Sapalo compara o PIP ao PIIM e aponta que este último “apenas surge na óptica da estratégia do MPLA de manipulação do cidadão menos atento”.
Um alto responsável do MPLA e que por isso não quer ser identificado também lança incertezas quanto à eficácia do programa “por conter as mesmas coisas que têm sido feitas em sede do PIP”. Além de que “muitas empresas que ganharam os concursos têm a ‘mão invisível’ de governantes, o que também não ajuda, numa altura em se pretende combater o enriquecimento ilícito”.
Insatisfeito com o rumo deste e de outros planos que têm sido gizados pelo Executivo, aconselha que “o melhor seria aplicar os recursos do PIIM na formação de competências para alavancar o desenvolvimento sustentável”.
Diz que “há problemas a jusante”, e que “não é pelo aumento de escolas ou de hospitais que teremos mais educação ou mais saúde”, observa, citando o caso de países avançados, como o Brasil e os EUA, que “anteciparam investimento no saneamento básico das cidades para conferir qualidade de vida aos cidadãos”.
CARTEIRA COM MAIS 1.600 PROJECTOS
As Finanças garantem que “o Executivo mantém a estratégia e os mais de 1.600 projectos inscritos na carteira do PIIM, sendo que mais de 700 já se encontram em execução física”.
O pelouro de Vera Daves não admite falhas no financiamento para a execução dos projectos do Plano. “Não obstante estarmos a enfrentar um ambiente socioeconómico desafiante, os recursos do PIIM estão assegurados”, afirmou a fonte, acrescentando que “o trabalho exaustivo que tem sido feito é no sentido de garantir o sucesso e a execução eficiente do plano”, além de que “todo o trabalho está a ser feito, em articulação com as administrações municipais e governos provinciais que estão ‘in loco’ a assegurar a sua prossecução”.
RISCO DE DUPLO FINANCIAMENTO
O Minfin garante igualmente que não haverá atropelos, como pagamentos duplos a obras já cabimentadas nos Investimentos Públicos e esclareceu a polémica obra do Kwanza-Sul: “Não foram feitos pagamentos duplos no Kwanza-Sul, no âmbito do PIIM. Os projectos em causa tiveram início em 2013. Entretanto, o Ministério das Finanças detectou uma execução acumulada registada superior aos valores contratados”.
Assim, “registando-se o pagamento integral do contrato, com a obra não concluída, não sendo as notas de fundamentação recebidas suficientes para chegar aos reais fundamentos que levaram à não conclusão da obra, foi solicitado pelo Ministério o apuramento dos factos, para a verificação de irregularidades às entidades competentes (IGF e Igae)”, explicam as Finanças.
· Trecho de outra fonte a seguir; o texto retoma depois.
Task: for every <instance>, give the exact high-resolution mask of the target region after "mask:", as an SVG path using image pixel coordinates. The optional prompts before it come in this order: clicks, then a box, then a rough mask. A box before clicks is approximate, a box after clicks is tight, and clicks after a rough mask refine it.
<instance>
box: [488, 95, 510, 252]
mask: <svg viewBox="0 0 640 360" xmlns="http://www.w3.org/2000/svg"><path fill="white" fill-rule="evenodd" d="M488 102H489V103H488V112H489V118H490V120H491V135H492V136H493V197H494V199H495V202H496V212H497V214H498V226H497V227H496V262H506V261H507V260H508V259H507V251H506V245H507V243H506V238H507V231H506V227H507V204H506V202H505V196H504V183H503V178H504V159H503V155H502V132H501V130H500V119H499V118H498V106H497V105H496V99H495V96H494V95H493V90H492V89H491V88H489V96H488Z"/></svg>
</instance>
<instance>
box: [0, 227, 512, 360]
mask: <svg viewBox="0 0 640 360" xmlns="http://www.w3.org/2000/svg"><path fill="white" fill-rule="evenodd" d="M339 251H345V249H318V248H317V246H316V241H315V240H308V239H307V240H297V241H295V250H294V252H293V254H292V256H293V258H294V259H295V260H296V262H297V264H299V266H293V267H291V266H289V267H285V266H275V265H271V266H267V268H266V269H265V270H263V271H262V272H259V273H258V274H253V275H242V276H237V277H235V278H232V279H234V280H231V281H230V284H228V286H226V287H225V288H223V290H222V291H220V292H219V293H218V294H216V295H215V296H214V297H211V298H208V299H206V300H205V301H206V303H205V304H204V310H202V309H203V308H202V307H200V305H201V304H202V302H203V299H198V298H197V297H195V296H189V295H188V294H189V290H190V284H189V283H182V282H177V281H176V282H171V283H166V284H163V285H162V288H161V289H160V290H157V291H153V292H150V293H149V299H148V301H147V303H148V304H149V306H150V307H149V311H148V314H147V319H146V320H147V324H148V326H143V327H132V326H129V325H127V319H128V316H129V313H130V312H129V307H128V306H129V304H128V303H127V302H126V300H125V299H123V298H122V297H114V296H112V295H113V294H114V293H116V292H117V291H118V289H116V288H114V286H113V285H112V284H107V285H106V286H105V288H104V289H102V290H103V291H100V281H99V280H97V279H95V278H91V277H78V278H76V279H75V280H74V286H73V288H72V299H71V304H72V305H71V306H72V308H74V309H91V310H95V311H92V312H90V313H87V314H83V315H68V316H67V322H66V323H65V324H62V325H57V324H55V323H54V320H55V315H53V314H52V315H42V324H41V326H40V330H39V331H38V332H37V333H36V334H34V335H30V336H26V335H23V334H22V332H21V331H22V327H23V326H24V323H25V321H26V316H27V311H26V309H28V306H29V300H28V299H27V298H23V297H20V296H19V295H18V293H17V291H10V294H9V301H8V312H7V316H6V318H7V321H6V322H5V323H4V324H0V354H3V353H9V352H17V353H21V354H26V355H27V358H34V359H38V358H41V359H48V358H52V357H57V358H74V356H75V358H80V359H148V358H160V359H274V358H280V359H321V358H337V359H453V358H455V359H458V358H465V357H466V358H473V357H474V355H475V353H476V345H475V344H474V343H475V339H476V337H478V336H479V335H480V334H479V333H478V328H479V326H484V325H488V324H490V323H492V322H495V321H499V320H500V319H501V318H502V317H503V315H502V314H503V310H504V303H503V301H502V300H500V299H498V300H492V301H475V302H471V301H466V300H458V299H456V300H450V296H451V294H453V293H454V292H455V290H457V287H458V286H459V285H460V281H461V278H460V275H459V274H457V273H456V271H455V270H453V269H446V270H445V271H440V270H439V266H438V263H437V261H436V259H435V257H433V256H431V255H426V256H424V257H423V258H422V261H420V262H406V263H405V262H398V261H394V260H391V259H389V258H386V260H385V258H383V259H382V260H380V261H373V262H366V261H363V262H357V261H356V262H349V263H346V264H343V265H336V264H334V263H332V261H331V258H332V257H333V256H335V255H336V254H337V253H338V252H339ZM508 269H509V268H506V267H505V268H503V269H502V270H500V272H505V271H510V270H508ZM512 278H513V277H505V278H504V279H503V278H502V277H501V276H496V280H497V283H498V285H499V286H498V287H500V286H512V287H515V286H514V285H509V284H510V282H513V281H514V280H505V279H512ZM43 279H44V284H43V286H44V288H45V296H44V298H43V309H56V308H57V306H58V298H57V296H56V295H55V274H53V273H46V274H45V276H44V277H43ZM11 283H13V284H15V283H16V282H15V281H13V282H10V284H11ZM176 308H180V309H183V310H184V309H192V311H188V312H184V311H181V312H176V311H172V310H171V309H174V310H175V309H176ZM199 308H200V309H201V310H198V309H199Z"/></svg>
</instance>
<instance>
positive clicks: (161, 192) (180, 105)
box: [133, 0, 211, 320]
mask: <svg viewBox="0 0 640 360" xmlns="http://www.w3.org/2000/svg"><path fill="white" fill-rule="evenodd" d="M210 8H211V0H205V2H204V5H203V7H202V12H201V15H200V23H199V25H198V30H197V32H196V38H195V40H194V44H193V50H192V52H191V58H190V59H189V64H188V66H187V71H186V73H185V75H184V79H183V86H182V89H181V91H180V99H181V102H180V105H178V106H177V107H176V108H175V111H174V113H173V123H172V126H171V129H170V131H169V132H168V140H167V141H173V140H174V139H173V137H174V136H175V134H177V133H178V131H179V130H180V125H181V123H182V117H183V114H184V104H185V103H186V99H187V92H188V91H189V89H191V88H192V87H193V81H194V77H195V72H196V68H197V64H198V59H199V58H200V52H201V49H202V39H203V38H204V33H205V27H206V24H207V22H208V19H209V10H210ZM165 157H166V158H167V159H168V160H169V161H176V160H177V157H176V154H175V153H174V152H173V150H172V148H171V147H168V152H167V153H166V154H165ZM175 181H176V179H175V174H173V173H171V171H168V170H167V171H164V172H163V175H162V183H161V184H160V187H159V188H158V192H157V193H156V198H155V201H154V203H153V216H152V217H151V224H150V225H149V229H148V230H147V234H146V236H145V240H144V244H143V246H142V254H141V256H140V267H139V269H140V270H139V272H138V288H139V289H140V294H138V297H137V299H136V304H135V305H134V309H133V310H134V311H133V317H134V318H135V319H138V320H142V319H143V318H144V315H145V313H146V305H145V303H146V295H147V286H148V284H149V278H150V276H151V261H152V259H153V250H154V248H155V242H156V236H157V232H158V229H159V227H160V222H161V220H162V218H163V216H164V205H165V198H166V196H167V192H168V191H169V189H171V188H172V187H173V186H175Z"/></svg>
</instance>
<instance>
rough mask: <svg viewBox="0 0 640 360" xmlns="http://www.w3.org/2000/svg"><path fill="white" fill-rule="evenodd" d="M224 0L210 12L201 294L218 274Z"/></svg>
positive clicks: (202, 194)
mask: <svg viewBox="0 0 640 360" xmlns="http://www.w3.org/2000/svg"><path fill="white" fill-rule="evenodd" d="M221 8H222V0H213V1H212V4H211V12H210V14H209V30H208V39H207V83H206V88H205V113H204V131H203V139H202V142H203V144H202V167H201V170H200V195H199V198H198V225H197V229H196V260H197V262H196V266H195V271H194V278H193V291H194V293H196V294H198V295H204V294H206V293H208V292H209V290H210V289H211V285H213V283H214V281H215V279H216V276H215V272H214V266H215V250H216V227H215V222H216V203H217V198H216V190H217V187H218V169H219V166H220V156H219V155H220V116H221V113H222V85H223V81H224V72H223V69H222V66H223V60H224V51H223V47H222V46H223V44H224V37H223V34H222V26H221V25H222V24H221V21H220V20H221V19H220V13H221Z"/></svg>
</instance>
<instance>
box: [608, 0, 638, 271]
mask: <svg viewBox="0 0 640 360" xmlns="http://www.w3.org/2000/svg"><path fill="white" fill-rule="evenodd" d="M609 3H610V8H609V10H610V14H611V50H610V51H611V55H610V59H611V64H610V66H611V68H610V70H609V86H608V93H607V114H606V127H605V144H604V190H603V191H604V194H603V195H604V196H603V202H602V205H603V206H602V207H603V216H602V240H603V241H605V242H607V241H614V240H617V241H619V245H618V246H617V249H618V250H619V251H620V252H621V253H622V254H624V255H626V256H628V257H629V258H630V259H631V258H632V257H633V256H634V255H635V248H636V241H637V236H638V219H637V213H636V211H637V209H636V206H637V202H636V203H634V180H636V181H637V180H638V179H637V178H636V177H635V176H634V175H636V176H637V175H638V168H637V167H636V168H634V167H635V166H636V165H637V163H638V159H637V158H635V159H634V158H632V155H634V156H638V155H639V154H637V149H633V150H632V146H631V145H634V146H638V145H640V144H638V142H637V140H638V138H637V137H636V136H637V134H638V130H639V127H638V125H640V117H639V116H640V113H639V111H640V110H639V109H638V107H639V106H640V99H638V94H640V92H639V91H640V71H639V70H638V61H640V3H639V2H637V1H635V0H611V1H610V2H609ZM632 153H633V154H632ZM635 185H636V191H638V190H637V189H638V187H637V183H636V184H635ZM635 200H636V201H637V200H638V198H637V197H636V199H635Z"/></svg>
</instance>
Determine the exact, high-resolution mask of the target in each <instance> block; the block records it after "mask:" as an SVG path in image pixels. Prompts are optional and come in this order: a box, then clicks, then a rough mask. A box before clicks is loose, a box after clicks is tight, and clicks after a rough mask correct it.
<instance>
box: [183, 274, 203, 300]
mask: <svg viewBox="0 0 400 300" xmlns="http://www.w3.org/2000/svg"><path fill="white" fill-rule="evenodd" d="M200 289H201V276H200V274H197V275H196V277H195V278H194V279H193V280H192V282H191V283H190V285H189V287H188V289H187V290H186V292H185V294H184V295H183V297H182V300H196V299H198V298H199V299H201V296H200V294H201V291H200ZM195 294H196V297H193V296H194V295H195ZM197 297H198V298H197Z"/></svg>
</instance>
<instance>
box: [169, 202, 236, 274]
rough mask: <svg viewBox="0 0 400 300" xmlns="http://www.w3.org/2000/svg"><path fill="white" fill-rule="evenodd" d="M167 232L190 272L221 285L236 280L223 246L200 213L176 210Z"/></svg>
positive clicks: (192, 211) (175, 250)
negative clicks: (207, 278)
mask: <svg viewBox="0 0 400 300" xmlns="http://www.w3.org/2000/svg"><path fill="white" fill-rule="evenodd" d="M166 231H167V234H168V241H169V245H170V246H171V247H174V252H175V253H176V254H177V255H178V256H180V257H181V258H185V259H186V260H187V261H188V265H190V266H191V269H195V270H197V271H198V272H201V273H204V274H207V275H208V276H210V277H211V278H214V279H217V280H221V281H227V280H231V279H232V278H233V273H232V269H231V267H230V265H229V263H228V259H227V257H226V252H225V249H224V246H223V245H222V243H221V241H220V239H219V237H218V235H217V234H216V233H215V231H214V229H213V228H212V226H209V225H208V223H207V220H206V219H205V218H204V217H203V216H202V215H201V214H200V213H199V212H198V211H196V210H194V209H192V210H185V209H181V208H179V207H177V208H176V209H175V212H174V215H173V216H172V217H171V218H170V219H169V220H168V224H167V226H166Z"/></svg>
O Ministério acrescenta que “este exercício, dentre outros, é possível pelo acompanhamento fino à execução que tem sido desencadeado pelo Minfin, através da adopção de um modelo de execução financeira dos projectos do PIIM, semelhante ao modelo adoptado para a execução de projectos com financiamento de linhas de crédito externas, que permite um maior controlo de custos, onde os desvios poderão ser observados previamente, permitindo assim a adopção de medidas correctivas, ou de contingência”. Com base neste modelo, esclarecem as Finanças, “a seguir ao down-payment, os pagamentos são apenas efectuados contra a entrega dos autos de medição”.
GESTÃO COM 14 ENTIDADES
O PIIM é coordenado pelo ministro de Estado para a Coordenação Económica e integra os pelouros da Administração do Território, Interior, Economia e Planeamento, Agricultura e Pescas, Indústria e Comércio, Obras Públicas e Ordenamento do Território, Energia e Águas, Transportes, Saúde, Educação, Cultura Turismo e Ambiente, e Acção Social e Promoção da Mulher. Também fazem parte da comissão os secretários para o Sector Produtivo e para os Assuntos Económicos do Presidente da República.